Huawei had argued that the more appropriate and proportionate remedy for SEP infringement would be damages, based on the royalties that would reasonably be agreed for a licence of the infringed UK patents. The UKSC disagreed, holding that damages would be an inadequate substitute for an injunction. In its view, if the SEP owner were confined to a monetary remedy, implementers would have“an incentive to continue infringing until, patent by patent, and country by country, they were compelled to pay royalties”. Further, SEP owners could not use the threat of an injunction to charge excessive fees or obtain undue leverage in negotiations, since they “cannot enforce their rights unless they have offered to license their patents on terms which the court is satisfied are fair, reasonable and non-discriminatory”.

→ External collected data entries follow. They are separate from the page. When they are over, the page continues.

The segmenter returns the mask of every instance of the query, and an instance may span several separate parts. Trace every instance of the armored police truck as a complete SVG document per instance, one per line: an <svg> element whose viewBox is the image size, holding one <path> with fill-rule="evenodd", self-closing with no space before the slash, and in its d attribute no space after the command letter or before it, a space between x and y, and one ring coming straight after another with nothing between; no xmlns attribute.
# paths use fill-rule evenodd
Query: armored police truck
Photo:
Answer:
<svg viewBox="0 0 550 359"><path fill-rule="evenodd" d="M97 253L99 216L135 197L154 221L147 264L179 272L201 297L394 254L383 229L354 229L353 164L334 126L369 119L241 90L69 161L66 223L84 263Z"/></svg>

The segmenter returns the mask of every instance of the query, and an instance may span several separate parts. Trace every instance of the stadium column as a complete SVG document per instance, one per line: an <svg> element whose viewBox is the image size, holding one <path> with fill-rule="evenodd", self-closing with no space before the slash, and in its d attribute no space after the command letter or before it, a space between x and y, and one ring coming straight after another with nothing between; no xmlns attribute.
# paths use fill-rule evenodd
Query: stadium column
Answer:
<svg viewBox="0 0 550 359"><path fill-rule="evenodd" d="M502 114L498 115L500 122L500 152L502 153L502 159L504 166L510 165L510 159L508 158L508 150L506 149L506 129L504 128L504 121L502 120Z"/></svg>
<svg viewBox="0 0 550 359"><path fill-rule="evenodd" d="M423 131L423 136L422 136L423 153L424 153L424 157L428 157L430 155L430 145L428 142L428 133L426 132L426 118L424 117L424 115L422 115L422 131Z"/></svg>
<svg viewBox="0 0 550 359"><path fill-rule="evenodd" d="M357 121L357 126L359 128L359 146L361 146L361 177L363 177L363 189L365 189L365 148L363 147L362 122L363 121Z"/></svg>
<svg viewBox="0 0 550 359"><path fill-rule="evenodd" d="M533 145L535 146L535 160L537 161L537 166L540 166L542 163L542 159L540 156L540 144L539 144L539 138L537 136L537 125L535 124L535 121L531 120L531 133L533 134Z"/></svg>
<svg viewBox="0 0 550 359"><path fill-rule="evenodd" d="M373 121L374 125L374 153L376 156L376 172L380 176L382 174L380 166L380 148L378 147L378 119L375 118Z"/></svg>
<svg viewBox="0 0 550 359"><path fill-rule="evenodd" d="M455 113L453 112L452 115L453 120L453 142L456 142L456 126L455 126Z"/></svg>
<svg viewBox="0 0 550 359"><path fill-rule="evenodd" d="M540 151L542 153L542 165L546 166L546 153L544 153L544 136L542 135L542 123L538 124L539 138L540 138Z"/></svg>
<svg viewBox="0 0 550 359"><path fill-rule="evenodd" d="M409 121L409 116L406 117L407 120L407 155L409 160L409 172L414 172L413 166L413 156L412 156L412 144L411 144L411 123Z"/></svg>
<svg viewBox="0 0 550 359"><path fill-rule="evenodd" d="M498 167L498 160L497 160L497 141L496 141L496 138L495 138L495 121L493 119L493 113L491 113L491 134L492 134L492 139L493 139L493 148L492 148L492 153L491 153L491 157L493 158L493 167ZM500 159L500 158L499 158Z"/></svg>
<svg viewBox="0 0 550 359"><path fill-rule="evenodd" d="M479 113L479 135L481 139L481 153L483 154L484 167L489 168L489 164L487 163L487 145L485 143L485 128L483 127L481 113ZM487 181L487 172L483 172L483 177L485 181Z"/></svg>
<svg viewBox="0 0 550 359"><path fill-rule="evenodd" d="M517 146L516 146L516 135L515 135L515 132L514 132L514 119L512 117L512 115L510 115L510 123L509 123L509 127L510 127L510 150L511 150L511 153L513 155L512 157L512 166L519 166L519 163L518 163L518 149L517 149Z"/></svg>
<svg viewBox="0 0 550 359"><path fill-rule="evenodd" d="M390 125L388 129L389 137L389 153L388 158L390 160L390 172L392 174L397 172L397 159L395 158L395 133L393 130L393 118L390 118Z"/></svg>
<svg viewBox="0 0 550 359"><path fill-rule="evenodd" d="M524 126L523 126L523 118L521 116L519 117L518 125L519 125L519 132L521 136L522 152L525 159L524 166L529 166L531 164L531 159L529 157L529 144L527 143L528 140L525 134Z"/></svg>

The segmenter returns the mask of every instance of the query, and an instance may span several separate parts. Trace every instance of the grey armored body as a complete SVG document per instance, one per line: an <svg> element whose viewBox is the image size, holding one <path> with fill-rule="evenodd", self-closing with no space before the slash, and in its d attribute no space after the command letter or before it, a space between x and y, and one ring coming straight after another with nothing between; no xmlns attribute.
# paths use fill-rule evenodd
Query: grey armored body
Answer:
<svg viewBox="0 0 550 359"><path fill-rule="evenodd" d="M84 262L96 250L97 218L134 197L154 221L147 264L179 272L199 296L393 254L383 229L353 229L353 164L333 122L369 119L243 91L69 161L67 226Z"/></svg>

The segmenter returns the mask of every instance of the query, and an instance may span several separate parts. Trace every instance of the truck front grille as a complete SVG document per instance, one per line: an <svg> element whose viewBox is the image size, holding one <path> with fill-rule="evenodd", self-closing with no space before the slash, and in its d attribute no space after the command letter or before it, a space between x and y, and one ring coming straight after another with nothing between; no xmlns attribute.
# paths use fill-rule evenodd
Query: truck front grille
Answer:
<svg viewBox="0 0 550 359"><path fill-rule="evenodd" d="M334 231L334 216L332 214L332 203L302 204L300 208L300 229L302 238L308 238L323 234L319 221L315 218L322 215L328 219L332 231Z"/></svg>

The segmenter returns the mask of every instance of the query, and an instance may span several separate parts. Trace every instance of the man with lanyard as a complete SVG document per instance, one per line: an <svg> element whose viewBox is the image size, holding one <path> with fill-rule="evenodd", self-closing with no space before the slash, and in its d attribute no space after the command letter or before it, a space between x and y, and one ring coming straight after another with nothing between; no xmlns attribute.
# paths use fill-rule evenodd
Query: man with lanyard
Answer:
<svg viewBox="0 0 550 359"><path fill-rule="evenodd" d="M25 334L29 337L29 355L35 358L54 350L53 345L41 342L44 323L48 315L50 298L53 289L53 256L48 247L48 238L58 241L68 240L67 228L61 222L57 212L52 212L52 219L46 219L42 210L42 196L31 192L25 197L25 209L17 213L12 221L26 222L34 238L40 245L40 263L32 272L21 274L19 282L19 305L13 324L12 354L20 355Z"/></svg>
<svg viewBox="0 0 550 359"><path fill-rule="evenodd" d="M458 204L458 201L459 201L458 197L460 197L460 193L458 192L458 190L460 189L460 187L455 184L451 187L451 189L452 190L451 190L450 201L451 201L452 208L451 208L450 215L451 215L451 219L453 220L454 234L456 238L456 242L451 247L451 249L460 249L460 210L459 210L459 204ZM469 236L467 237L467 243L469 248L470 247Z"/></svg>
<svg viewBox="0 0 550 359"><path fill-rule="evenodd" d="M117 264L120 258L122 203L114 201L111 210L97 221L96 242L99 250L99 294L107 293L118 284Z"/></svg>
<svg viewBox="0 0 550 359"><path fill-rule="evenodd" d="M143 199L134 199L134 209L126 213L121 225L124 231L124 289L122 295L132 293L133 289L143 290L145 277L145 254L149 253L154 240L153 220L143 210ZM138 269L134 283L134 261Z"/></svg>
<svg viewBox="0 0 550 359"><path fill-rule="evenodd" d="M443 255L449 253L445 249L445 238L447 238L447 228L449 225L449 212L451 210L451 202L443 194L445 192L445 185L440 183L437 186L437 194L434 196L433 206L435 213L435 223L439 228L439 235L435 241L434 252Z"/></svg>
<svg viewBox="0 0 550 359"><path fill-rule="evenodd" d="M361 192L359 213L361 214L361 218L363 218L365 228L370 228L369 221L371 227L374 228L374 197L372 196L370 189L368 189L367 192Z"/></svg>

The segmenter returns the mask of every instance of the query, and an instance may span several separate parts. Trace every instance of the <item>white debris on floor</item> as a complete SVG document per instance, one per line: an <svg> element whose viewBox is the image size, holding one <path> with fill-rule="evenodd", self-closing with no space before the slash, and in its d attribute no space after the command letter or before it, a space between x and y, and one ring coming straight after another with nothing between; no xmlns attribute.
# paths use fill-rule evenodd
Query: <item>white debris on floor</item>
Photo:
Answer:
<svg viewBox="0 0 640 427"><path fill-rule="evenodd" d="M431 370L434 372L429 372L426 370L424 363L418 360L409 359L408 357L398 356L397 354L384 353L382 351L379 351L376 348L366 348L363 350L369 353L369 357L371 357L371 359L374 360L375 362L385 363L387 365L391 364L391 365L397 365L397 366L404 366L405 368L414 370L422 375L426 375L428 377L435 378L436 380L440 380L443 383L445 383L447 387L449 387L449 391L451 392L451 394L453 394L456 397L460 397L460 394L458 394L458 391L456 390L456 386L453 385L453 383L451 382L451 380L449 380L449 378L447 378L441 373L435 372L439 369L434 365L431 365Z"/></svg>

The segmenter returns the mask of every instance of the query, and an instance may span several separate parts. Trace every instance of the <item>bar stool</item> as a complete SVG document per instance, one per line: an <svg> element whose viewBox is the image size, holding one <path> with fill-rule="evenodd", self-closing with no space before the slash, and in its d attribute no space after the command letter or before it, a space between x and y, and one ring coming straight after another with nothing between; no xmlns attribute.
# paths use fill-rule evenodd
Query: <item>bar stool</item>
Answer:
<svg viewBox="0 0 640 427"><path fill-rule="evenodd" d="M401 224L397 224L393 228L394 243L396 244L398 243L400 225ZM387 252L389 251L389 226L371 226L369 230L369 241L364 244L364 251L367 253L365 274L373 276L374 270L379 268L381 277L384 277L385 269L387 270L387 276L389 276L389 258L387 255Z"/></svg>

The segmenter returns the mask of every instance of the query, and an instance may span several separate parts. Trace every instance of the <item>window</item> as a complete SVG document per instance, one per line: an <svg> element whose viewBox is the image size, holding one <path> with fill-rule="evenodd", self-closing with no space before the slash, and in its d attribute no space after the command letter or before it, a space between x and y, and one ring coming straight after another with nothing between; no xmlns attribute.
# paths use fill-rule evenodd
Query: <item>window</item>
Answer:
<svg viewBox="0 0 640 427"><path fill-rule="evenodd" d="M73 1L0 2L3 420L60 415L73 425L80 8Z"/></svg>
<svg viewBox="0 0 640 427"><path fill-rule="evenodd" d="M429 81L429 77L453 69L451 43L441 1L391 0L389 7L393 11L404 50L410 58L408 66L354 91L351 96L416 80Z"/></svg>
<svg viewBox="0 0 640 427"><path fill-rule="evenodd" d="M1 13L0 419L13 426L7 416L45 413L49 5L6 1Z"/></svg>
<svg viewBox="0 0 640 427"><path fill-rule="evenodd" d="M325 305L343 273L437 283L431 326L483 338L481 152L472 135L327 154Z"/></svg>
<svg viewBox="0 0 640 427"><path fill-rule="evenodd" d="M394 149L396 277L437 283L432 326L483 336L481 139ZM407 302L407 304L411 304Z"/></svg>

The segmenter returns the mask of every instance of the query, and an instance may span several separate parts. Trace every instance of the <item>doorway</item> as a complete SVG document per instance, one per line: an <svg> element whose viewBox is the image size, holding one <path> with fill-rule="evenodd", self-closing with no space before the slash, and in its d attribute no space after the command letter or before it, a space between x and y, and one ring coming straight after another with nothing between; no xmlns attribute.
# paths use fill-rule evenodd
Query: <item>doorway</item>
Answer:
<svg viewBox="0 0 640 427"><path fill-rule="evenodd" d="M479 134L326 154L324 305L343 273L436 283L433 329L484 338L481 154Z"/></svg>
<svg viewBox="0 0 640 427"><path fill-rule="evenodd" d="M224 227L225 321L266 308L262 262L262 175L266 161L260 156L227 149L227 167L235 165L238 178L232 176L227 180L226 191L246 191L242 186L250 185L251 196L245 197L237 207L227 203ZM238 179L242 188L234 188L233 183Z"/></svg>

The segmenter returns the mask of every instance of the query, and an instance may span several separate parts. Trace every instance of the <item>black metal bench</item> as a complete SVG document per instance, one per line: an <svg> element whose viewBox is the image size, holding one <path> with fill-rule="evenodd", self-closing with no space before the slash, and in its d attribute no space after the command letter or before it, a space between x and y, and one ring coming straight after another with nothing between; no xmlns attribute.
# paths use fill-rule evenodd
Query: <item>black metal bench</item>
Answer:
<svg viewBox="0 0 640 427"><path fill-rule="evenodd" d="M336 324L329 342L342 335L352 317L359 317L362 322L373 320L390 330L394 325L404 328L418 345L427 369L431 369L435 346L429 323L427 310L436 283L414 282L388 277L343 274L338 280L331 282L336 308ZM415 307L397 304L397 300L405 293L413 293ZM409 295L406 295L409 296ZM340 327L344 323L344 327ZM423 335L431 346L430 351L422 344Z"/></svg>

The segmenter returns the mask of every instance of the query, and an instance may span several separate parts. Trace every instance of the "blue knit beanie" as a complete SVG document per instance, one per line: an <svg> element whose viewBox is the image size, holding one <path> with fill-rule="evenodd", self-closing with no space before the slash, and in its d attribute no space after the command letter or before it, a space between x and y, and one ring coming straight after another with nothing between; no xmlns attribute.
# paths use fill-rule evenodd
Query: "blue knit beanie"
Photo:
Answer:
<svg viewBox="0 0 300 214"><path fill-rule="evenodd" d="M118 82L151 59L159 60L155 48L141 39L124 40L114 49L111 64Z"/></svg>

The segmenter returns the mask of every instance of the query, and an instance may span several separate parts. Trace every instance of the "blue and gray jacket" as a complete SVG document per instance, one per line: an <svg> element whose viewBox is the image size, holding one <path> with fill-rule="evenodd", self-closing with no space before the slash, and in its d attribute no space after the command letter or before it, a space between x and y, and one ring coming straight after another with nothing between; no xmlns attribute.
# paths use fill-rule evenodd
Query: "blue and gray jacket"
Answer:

Implications of the judgment

Coming hot on the heels of the German Federal Court of Justice’s decision in Sisvel v Haier and the Ninth Circuit’s decision in FTC v Qualcomm, the UKSC’s judgment is the latest in a series of rulings that are largely favourable to SEP owners. However, the UKSC’s approach to non-discrimination suggests that SEP owners can offer bespoke deals at lower rates to particular implementers, without it becoming inevitable that equivalent deals will need to be offered to all comers. This endorsement of flexibility in negotiation, and the recognition that royalty adjustment mechanisms may be appropriate in some circumstances, may be welcomed by both implementers and SEP owners. The judgment’s confirmation that just one part of the Huawei v ZTE framework is mandatory also encourages a degree of flexibility in negotiations. SEP owners should nevertheless think carefully before straying too far from recognised licensing practices. Like the Huawei v ZTE ruling and the European Commission Communication on SEPs, the UKSC’s judgment emphasises the importance of common commercial practice and recognises that FRAND extends to the fairness of the process by which parties negotiate a licence. The UKSC’s decision does not necessarily mean that every future UK court-determined SEP licence will necessarily be global. The Unwired case turned on its facts, including in particular the scope of Unwired Planet’s portfolio and Huawei’s sales and manufacturing footprint. It also remains to be seen whether the courts of other countries will sit back and allow the English court to play the role of global referee on FRAND issues. As the UKSC remarks in paragraph eighty four of the judgment, foreign courts have neither rejected the idea that a worldwide licence might be FRAND nor ruled out the possibility of setting the terms of a worldwide licence. We may start to see more races to sue between SEP owners and implementers.  Implementers may more frequently decide to take pre-emptive action in other fora which are suspected to take a more implementer-friendly approach on FRAND issues, perhaps seeking FRAND rate determinations even if they have not yet been sued for patent infringement. At the same time, anti-suit injunctions (or even anti-anti-suit injunctions) may become a more prominent feature of the SEP litigation landscape.